In 2016, the SEC updated its Compliance & Disclosure Interpretations to say that non-GAAP measures that substitute individually tailored revenue recognition and measurement methods for those of GAAP could violate SEC rules. Other measures that use individually tailored recognition and measurement methods for financial statement line items other than revenue may also violate SEC rules, according to the interpretation.
Since then, there has been confusion over the meaning of "individually tailored" in accounting.
"I know that's an area where we get a lot of questions from our clients," Steven Jacobs, a partner at EY, said Monday at the AICPA Conference on Current SEC and PCAOB Developments. "And to be honest, we have a really hard time answering them."
Patrick Gilmore, a deputy chief accountant with the SEC, on Tuesday at the AICPA conference provided questions that accounting staff members should consider in their evaluation of whether accounting is "individually tailored":
- Does the adjustment shift GAAP from an accrual basis of accounting to a cash or modified basis of accounting? For example, Gilmore said using cash receipts or billings as a proxy for revenue for a subscription-based business that recognizes revenue over time would provide a profitability measure that would be determined on a mixed basis of accounting and would be an individually tailored accounting principle.
- Does the adjustment add in transactions that are also reportable in the company's financial statements? As an example, Gilmore said adjusting from the guidance for determining whether a company is a principal or an agent could result in presenting transactions that don't qualify as your own under GAAP and may be an individually tailored accounting principle.
- Does the adjustment reflect parts, but not all, of an accounting concept? For example, Gilmore said adjusting income tax effects for cash taxes but not for temporary or permanent differences may be an individually tailored accounting principle.
- Does the adjustment render the measure inconsistent with the economics of a transaction or an agreement? As an example, Gilmore cited some companies that earn revenue from operating leases, but also from sales-type leases or financing leases. "They will adjust revenue for the sales-type or financing leases as if they were operating leases, thus ignoring some of the economics of the lease agreements that they have," he said.
Meanwhile, other key disclosures that may require special focus from companies revolve around cybersecurity, Brexit, and the London interbank offered rate (Libor), an SEC official said Tuesday.
The SEC published new requirements for cybersecurity disclosures in February.

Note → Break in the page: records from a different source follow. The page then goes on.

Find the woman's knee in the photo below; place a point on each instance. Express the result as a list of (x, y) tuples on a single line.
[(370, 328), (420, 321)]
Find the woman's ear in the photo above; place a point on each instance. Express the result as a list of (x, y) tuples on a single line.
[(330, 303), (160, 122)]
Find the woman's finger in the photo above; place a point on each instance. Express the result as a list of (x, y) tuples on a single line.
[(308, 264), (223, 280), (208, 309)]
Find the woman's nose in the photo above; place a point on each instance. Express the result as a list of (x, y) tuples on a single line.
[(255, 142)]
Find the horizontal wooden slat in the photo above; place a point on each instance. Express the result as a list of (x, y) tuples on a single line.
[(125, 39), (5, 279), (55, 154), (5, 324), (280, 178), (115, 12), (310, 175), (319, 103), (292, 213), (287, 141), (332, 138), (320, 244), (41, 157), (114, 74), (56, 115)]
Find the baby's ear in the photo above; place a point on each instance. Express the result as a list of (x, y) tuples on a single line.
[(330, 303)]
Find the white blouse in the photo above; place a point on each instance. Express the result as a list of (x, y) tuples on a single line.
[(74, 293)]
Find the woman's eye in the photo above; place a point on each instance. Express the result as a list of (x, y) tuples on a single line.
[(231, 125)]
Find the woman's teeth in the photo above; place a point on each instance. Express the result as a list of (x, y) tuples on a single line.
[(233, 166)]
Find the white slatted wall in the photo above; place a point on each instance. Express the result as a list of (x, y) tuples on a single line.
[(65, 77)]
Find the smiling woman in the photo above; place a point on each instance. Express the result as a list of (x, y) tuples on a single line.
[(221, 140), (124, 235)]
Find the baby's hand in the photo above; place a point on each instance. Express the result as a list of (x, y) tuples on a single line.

"We were reminding people that that function that is going on in the IT department needs to be brought up to the disclosure staff and considered for timely disclosure," said William Hinman, director of the SEC's Division of Corporation Finance.
Hinman said it also makes sense for companies to consider their insider trading policies to make sure that their officers and directors haven't traded their shares before a significant cyber breach was disclosed to the public.
Line item disclosure requirements on board oversight of risks that may be material also apply to cybersecurity, Hinman said.
"We're not dictating anything about what the board has to do or that the membership of the board has to have a cyber [expert]," Hinman said. "We're just asking for a description of how is the board monitoring this area, particularly if it's of material importance to the company."
Although many companies have provided thoughtful disclosures about the risks that Brexit poses to their business, a few have been less forthcoming, Hinman said.
"Especially in the financial sector, people have already taken steps to prepare and to deal with the post-Brexit world," Hinman said. "We think the risk factors and the disclosures should reflect that. To the extent you're having these discussions internally and you have some things that are potentially material to investors, we would like to see investors have the benefit of that insight."
Libor is a benchmark rate that is tied to a huge number of financial products, and it is scheduled to be phased out by British regulators. Replacement rates are under development, and Hinman said the SEC would like to see disclosures on the effect of Libor's expiration.
"We're just looking for companies to share with investors the kinds of things they are thinking about as they anticipate Libor going away," he said. "Whether you're a corporate issuer that has floating rate bonds, or whether you're a financial institution where a lot of your products are still geared to Libor, we'd like to see more detailed disclosures there."